Le 6 mars, France 24 avait diffusé, à l’occasion d’une chronique en plateau, des réponses écrites d’Abou Obeida Youssef Al Annabi, le chef d’AQMI, à une quinzaine de questions posées par le journaliste de la chaîne française, Wassim Nasr.
Le gouvernement burkinabè «se désole de voir que le chef d’une organisation terroriste comme AQMI, et reconnue comme telle par l’ensemble de la communauté internationale, puisse bénéficier des largesses éditoriales de France 24 pour s’exprimer longuement sur les antennes de la chaîne».
«La direction de France 24 déplore cette décision et conteste les accusations sans fondement qui mettent en cause le professionnalisme de la chaîne», a réagi la chaîne française dans un communiqué.

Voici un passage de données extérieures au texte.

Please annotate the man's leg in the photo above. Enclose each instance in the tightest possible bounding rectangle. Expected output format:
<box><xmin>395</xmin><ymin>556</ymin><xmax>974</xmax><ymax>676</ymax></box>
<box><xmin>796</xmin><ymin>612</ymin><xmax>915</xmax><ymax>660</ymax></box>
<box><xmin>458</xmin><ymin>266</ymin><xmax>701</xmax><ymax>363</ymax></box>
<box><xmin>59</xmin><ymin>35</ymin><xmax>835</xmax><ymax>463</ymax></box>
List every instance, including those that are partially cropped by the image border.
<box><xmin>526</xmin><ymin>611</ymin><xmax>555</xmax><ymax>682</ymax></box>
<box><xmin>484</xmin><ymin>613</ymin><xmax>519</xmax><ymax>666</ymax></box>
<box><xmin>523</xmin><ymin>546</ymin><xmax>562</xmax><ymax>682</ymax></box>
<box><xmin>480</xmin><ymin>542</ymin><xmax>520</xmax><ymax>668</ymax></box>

Début décembre, Ouagadougou avait déjà suspendu la diffusion de Radio France Internationale (RFI), du même groupe que France 24, France Médias Monde. RFI était notamment accusée d’avoir relayé «un message d’intimidation» attribué à un «chef terroriste».
RFI et France 24 sont aussi suspendues au Mali, également gouverné par une junte militaire, depuis un an. «Le gouvernement prévient qu’il demeurera intransigeant dans la défense des intérêts vitaux de notre peuple contre tous ceux qui joueraient les mégaphones dans l’amplification des actions terroristes et des discours de haine et de division véhiculés par ces groupes armés», a déclaré le gouvernement burkinabè.
Depuis 2015, le Burkina est pris dans une spirale de violences perpétrées par des groupes terroristes liés à l’Etat islamique et à Al Qaîda, qui ont fait en tout 10 000 morts – civils et militaires – selon des ONG, et quelque deux millions de déplacés.
Le capitaine Ibrahim Traoré, arrivé au pouvoir par un putsch il y a six mois, avait fait part en février de sa «détermination intacte» à combattre les terroristes, malgré la multiplication des attaques.
Les relations entre la France et le Burkina se sont dégradées depuis l’arrivée au pouvoir du capitaine Traoré. En janvier, les autorités de Ouagadougou ont exigé et obtenu le départ de la force française «Sabre». Elles avaient également demandé le départ de l’ambassadeur de France, Luc Hallade, qui a été rappelé à Paris pour des «consultations» et qui n’a toujours pas été remplacé. Enfin, début mars, le Burkina a dénoncé un accord d’assistance militaire signé en 1961 avec la France.